SB doctors offer advice to prevent and treat atrial fibrillation
The butterflies that color backyards are welcome companions for spring and summer. The ones that flutter towards the upper part of people’s chests can be discomforting and disconcerting.
In an effort to spread the word about the most common form of heart arrhythmia amid American Heart Month, the Stony Brook Heart Institute recently held a public discussion of Atrial fibrillation, or A-fib.
Caused by a host of factors, including diabetes, chronic high blood pressure, and advanced age, among others, A-fib can increase the risk of significant long-term health problems, including strokes.
In atrial fibrillation, the heart struggles with mechanical squeezing in the top chamber, or the atrium. Blood doesn’t leave the top part of the heart completely and it can pool and cause clots that break off and cause strokes.
Dr. Eric Rashba, who led the call and is the director of the Heart Rhythm Center at Stony Brook Heart Institute, said in an interview that A-fib is becoming increasingly prevalent.
A-fib “continues to go up rapidly as the population ages,” Rashba said. It occurs in about 10% of the population over 65. “As the population ages, we’ll see more of it.”
The Centers for Disease Control and Prevention estimates that 12.1 million people in the United States will have A-fib over the next decade.
As with many health-related issues, doctors advised residents to try to catch any signs of A-fib early, which improves the likely success of remedies like drugs and surgery.
“We prefer to intervene as early as possible in the course of A-fib,” Dr. Ibraham Almasry, cardiac electrophysiologist at the Stony Brook Heart Institute, said during a call with three other doctors. “The triggers tend to be more discreet and localized and we can target them more effectively.”
Different patients have different levels of awareness of A-fib as it’s occurring.
“Every single patient is different,” said Dr. Roger Ran, cardiac electrophysiologist at the Stony Brook Heart Institute. Some people feel an extra beat and could be “incredibly symptomatic,” while others have fatigue, shortness of breath, chest discomfort, and dizziness.
Still other patients “don’t know they are in it and could be in A-fib all the time.”

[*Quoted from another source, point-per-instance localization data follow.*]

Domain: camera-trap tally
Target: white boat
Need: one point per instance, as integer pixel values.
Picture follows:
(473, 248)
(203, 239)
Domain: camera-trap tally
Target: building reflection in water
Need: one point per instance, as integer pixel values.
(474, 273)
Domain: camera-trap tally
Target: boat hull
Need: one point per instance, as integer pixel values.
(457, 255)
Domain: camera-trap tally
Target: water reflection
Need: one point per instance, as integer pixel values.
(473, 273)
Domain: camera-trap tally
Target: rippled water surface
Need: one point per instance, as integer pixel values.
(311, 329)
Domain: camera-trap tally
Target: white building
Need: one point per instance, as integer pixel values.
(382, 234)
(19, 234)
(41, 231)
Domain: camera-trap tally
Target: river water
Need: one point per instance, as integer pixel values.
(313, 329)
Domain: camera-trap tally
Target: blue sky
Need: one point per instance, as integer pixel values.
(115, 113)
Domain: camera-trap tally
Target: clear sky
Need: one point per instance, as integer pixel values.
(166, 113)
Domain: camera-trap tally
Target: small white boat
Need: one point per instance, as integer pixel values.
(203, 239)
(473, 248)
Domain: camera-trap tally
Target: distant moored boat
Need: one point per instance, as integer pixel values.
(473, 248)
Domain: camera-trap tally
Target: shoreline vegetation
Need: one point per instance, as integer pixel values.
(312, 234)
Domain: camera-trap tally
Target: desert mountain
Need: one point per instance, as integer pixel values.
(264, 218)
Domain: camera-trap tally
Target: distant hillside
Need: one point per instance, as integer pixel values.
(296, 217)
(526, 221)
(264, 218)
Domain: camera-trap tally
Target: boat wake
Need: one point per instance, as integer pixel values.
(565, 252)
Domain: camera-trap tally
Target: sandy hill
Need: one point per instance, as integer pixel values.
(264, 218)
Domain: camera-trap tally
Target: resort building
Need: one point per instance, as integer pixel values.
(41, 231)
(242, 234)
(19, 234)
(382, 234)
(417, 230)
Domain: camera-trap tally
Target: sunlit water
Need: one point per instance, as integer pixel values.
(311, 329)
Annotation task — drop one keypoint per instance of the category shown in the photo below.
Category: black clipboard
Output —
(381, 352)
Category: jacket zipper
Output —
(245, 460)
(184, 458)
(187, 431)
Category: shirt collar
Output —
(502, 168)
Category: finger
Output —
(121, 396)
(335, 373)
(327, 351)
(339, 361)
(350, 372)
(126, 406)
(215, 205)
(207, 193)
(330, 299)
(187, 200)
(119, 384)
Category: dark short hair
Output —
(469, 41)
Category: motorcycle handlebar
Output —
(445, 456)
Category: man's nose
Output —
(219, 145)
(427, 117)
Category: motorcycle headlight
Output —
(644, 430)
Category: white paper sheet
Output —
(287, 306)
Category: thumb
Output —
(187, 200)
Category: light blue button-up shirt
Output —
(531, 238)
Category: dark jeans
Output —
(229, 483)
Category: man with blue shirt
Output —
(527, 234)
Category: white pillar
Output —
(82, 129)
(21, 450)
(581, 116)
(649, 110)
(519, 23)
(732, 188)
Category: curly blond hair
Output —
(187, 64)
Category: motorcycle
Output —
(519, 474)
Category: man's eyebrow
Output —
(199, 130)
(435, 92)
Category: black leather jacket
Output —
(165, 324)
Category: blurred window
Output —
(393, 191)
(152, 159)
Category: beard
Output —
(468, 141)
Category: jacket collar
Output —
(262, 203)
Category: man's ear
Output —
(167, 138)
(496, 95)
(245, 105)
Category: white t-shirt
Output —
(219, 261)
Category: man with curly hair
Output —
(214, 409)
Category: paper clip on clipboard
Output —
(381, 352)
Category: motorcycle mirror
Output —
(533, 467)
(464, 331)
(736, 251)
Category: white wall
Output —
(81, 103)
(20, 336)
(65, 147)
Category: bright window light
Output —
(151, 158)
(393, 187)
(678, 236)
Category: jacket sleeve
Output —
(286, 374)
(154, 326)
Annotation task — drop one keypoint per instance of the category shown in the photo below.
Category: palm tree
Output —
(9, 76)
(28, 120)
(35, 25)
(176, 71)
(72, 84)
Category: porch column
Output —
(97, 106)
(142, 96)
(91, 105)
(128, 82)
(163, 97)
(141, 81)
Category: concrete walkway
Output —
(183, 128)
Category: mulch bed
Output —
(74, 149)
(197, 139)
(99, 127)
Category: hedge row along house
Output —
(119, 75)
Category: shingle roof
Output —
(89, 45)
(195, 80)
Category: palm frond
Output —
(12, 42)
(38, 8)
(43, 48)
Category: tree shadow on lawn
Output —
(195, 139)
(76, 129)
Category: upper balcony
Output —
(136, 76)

Doctors on the call described several monitoring options to test for A-fib.
Dr. Abhijeet Singh, who is also a cardiac electrophysiologist at the Stony Brook Heart Institute, described how the technology to evaluate arrhythmias has improved over the last 20 years.

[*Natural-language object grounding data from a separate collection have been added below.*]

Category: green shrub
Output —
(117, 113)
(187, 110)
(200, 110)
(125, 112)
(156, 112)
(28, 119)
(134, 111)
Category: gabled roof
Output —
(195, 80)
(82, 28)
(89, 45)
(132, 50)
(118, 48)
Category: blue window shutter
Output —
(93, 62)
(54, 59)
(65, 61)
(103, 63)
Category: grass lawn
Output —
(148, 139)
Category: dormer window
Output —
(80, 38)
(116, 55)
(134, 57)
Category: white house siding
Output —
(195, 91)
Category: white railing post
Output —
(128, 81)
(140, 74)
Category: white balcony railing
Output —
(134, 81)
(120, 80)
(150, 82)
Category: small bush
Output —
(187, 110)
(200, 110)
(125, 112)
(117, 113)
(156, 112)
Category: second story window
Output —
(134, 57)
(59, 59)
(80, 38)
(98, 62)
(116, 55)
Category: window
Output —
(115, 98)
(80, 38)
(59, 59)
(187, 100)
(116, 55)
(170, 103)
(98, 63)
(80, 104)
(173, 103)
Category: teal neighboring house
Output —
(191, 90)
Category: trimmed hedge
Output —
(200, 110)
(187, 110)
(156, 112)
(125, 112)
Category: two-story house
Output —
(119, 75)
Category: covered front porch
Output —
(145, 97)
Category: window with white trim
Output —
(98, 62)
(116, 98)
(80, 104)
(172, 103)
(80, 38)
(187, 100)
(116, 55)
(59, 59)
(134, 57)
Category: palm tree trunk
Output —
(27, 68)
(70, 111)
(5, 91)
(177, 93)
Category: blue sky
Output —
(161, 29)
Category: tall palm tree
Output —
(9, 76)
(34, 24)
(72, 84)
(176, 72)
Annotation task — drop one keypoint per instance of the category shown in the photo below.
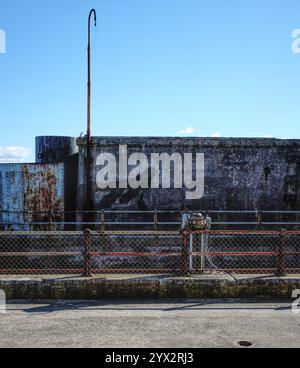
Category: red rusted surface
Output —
(43, 193)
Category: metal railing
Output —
(149, 220)
(150, 252)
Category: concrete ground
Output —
(195, 324)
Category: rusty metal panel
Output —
(29, 192)
(11, 197)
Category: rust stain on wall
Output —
(43, 192)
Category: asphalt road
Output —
(152, 325)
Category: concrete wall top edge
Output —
(194, 141)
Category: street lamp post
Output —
(89, 135)
(89, 204)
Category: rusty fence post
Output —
(282, 253)
(155, 220)
(87, 242)
(185, 252)
(102, 219)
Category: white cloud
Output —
(216, 135)
(187, 131)
(13, 154)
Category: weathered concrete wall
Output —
(57, 149)
(133, 287)
(30, 188)
(240, 174)
(54, 149)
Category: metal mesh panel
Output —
(141, 252)
(244, 252)
(149, 252)
(41, 252)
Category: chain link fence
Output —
(150, 252)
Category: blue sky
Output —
(160, 67)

“People used to wear big devices around their necks,” Singh said on the call, which included about 150 people. “Now, the technology has advanced” and patients can wear comfortable patches for up to 14 days, which record every single heartbeat and allow people to signal when they have symptoms.
Patients can also use an extended holter monitor, which allows doctors to track their heartbeat for up to 30 days, while some patients receive implantable recorders, which doctors insert under the skin during a five-minute procedure. The battery life for those is 4.5 years.
Additionally, some phones have apps that record heartbeats that patients can send by email, Singh said. “We have come a long way in a few years.”
Dr. Roger Fan, a cardiac electrophysiologist at the Stony Brook Heart Institute, added that all these technologies mean that “we are virtually guaranteed to get to the bottom” of any symptoms.
Drugs vs. surgery
Doctors offer patients with confirmed cases of A-fib two primary treatment options: drugs or surgery.
The surgical procedure is called an ablation and involves entering the body through veins in the groin and freezing or burning small areas that are interfering with the heart’s normal rhythm. The procedure breaks up the electrical signals in irregular heartbeats.
Performed under general anesthetic, the procedure generally takes two to three hours. Patients can return home the same day as the operation, Rashba said.
As with any surgery, an ablation has some risks, such as stroke or heart attack, which Rashba said are “very rare” and occur in fewer than one percent of the cases. Additionally, patients may have groin complications, although that, too, has declined as doctors have used ultrasound to visualize the blood vessels.
In extremely rare occasions, some patients also have damage to the esophagus behind the heart, said Rashba, who is also a professor of medicine.
For patients experiencing symptoms like A-fib, doctors recommended a trip to the emergency room, at least the first time.
“If it’s not going away, one, you can reassure yourself, two, you can get treatment, and three, you can get a diagnosis quickly,” said Almasry.
The Stony Brook doctors said choosing the best treatment option depends on the patient.
“Everybody has different manifestations of their A-fib,” said Fan.
Among other questions, doctors consider how dangerous the A-fib is for the patients, how severe the symptoms are, and how much they affect the quality of life.
Doctors urged residents to make the kind of healthy lifestyle choices that keep other systems functioning effectively. Almasry cited a direct correlation between obesity and A-fib.
Reducing body weight by 10%, while keeping the weight off, can reduce the likelihood of A-fib recurrence, he said.